Ama hayal deyip geçmeyin. Her şey hayal kurmakla başlar ve büyük işleri başarabilenler büyük hayaller kurabilenler; hayallerini gerçekleştirmek için inatla savaşanlardır. Tutkulu, coşkulu, inatçı ve cesur insanlardır. Ve elbette yürekleri sevgi doludur. Sevmesini bilmeyen, aşık veya tutkulu, talepkar ve fedakar olabilir...heyecan duyabilir mi?

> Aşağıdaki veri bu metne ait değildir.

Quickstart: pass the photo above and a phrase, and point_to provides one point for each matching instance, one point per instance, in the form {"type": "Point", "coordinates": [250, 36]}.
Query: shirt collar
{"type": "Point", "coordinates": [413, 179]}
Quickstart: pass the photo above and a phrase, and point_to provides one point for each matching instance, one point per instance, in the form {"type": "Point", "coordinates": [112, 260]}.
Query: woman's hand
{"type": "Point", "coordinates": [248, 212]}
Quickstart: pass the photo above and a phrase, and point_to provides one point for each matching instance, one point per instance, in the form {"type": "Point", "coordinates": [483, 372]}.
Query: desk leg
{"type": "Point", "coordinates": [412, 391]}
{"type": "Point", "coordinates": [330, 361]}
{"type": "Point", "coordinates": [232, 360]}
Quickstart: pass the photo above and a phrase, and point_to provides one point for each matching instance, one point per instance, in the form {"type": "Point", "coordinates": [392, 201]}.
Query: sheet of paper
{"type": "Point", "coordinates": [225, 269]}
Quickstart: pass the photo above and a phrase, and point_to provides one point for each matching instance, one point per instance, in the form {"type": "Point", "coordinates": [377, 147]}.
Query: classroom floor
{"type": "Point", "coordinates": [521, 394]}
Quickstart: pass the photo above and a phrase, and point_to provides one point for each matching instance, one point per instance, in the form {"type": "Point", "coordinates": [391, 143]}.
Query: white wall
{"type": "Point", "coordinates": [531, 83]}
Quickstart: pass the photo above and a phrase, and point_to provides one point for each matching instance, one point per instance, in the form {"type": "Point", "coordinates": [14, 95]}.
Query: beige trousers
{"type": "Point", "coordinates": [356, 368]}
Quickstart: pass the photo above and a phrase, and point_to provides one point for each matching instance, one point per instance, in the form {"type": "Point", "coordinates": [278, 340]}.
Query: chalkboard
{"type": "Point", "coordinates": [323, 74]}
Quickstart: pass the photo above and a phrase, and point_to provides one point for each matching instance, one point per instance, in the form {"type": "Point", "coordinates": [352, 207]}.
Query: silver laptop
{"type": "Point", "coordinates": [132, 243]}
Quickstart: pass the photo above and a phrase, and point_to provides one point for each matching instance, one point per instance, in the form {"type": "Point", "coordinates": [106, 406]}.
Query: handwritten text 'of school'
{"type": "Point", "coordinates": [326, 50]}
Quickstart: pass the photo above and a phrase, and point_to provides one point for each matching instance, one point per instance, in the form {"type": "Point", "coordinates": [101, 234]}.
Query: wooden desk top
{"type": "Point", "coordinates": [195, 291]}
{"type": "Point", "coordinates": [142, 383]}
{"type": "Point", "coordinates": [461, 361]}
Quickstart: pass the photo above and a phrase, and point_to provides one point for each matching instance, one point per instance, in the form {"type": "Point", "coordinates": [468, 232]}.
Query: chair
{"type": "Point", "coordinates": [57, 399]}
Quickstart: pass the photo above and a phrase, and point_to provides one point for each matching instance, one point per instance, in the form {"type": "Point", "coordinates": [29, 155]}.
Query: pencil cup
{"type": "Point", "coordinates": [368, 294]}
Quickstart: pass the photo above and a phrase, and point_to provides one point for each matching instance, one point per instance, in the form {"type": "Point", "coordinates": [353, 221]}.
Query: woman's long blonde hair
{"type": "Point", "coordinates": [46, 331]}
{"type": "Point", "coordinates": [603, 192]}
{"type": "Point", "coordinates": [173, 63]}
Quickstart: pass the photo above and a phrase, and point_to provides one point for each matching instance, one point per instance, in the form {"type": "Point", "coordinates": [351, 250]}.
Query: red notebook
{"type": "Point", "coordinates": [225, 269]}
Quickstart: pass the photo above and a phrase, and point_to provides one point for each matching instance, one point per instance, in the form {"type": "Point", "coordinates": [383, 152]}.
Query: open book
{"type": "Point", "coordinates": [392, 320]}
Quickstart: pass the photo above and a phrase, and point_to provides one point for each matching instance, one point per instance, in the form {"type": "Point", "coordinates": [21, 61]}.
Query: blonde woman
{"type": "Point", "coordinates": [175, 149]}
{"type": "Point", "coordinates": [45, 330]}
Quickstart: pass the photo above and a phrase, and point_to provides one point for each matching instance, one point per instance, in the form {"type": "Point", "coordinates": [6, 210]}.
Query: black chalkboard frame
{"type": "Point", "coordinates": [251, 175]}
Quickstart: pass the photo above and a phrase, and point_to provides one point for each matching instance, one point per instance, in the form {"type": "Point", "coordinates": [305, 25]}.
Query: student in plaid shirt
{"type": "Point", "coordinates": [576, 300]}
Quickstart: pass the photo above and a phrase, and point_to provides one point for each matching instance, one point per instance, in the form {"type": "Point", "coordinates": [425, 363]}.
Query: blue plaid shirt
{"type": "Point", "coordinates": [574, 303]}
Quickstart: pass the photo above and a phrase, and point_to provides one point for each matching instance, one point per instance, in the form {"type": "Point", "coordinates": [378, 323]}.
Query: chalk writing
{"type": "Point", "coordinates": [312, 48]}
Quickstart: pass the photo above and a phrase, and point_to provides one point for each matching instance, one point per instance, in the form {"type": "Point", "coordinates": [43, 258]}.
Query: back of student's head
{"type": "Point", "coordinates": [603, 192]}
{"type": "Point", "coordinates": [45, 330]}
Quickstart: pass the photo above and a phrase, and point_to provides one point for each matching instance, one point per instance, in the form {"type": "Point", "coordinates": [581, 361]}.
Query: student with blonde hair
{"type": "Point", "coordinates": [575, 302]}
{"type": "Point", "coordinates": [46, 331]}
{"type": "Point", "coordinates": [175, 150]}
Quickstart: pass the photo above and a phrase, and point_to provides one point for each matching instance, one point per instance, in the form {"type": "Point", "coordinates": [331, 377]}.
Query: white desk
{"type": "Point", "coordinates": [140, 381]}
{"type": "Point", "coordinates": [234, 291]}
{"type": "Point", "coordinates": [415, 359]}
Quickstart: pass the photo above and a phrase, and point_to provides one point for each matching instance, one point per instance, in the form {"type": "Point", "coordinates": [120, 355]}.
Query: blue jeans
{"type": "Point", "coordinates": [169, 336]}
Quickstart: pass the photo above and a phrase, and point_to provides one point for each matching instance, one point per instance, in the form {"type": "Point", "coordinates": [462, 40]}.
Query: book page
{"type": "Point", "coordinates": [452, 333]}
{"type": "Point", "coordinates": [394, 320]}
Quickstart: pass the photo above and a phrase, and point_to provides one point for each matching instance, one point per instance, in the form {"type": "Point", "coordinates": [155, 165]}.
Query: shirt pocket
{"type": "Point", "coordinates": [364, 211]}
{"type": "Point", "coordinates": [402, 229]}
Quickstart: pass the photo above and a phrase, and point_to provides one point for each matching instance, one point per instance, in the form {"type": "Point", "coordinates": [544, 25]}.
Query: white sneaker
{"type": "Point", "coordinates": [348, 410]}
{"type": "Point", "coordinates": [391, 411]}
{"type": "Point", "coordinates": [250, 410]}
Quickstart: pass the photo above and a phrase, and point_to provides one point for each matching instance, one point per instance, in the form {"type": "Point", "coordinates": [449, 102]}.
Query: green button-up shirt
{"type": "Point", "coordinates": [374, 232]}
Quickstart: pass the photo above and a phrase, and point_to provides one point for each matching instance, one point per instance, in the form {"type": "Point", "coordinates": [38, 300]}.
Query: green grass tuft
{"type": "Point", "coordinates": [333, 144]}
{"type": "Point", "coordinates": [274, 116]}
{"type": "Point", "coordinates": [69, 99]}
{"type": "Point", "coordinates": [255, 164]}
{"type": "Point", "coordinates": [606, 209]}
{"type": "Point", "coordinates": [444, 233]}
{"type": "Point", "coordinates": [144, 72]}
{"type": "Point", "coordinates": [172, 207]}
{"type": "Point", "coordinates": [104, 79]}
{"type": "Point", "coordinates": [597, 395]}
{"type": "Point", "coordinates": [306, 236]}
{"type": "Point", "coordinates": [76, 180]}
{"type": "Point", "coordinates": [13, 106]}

21 Mayıs yaklaştıkça bizim de heyecanımız ve merakımız artıyor. Acaba kaç kişi gelecek? Gelebilecek herkesin haberi var mı? Tuğuj Ömer Cumartesi günü çalışması gerektiğini söylemişti. Acaba izin alabilecek mi? Ya Apiş’lerin kızı Gupset? Pazartesi günü önemli bir sınavım var diyordu, acaba iki saatliğine de olsa zaman bulabilecek mi? Setenay Abla’nın derdi ise çocuklarıydı. “Henüz çok küçükler, beraberimde getiremem” diyor; o gün çocukları birkaç saatliğine de olsa komşularına bırakmayı düşünüyordu. Bırakabilecek mi acaba? Taksim’de birbirimize sarılıp kucaklaşabilecek miyiz?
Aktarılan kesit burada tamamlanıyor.